Wednesday, February 28, 2007

When Covering Global Warming, Why Bother With Facts?

A BBC story caught my attention with this line:
This will be the fourth [International Polar Year] since 1882 but the first one in which the impact of man-made global warming will be clearly visible at both poles.
"Man-made global warming!?" When was that proved? No qualifications? Really? Was not even a teensy degree of it caused by well-established natural climatological cycles?

Then, a couple inches down, this:
The southern polar ice sheet holds 90% of the world's fresh water.

If it all melted, global sea levels would rise by 200 metres. (650 feet).
Ninety percent? 650 feet? Just in Antarctica? Never having heard those stats before, off to Ask.com I went. It didn't take long to find less sensationalistic stats:
  • First, even though the Earth has a great deal of water, only about 3% of this supply is made up of freshwater. (Kaufman and Franz, 1993, 281). Of this amount 75% is locked up in the polar ice caps. (source)
  • Just 3 percent of the world’s water exists as fresh water—2 percent is locked in the polar ice caps; less than 1 percent resides in freshwater lakes and streams. [That would be 66.7%] (source)
  • If just 10 percent of the water locked in these frozen [polar, north and south] reservoirs is added to the oceans, geologists predict that sea levels will rise by more than 20 feet .... [Then 100% melt would equal 200 feet.] (Scientific American)
  • Scientists at the U.S. Geological Survey estimate that If all of the ice sitting on land in Greenland and Antarctica melted it would cause global sea levels to rise by about 215 feet, or about 65 meters. (USAToday)
BBC's ocean-rise stat is just three times overstated.
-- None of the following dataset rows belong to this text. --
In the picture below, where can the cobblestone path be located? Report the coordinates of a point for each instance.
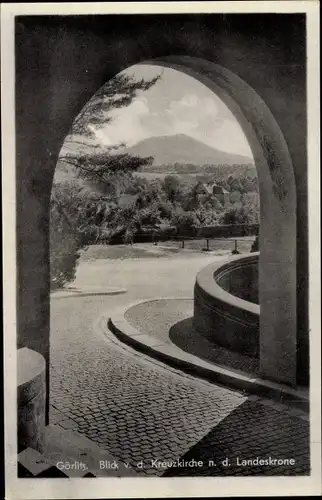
(140, 410)
(132, 407)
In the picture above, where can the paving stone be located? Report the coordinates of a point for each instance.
(135, 408)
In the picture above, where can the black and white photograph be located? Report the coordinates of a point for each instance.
(160, 179)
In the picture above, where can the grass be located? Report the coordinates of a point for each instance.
(163, 249)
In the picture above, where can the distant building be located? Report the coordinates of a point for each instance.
(205, 190)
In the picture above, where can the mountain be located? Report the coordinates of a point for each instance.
(183, 149)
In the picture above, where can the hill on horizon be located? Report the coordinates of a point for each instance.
(180, 148)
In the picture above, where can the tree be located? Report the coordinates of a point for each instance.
(171, 186)
(118, 92)
(75, 220)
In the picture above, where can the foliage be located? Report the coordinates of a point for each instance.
(77, 219)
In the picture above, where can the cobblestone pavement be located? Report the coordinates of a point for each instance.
(138, 409)
(135, 409)
(252, 430)
(171, 321)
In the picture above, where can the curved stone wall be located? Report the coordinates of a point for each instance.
(240, 278)
(221, 313)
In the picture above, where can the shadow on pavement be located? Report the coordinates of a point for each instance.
(252, 430)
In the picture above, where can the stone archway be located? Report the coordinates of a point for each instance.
(277, 267)
(77, 56)
(278, 233)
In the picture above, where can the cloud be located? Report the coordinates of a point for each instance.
(204, 118)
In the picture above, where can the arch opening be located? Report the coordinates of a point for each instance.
(277, 261)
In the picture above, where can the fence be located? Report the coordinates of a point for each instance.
(237, 238)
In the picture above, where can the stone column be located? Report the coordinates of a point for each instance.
(31, 399)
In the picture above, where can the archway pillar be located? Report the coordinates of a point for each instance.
(278, 231)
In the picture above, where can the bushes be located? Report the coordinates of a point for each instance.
(65, 246)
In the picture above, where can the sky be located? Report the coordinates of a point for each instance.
(176, 104)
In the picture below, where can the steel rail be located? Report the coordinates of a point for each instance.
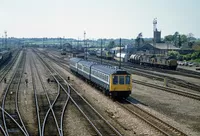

Bloody Blimey! Don't they have any fact-checkers over there in England? Or do they just have sensation-verifiers?

Of course, none of this matters because not even the whackiest Warmie is predicting anything remotely approaching a total meltdown of the polar icecaps. BBC's use of total ice-meltdown stats is no less bizarre than if they had written a story on the war in Iraq saying, "If all the American and British troops in Iraq were killed ..."

But it's a story on global warming. Accuracy is hardly mandatory; heck, it's not even expected.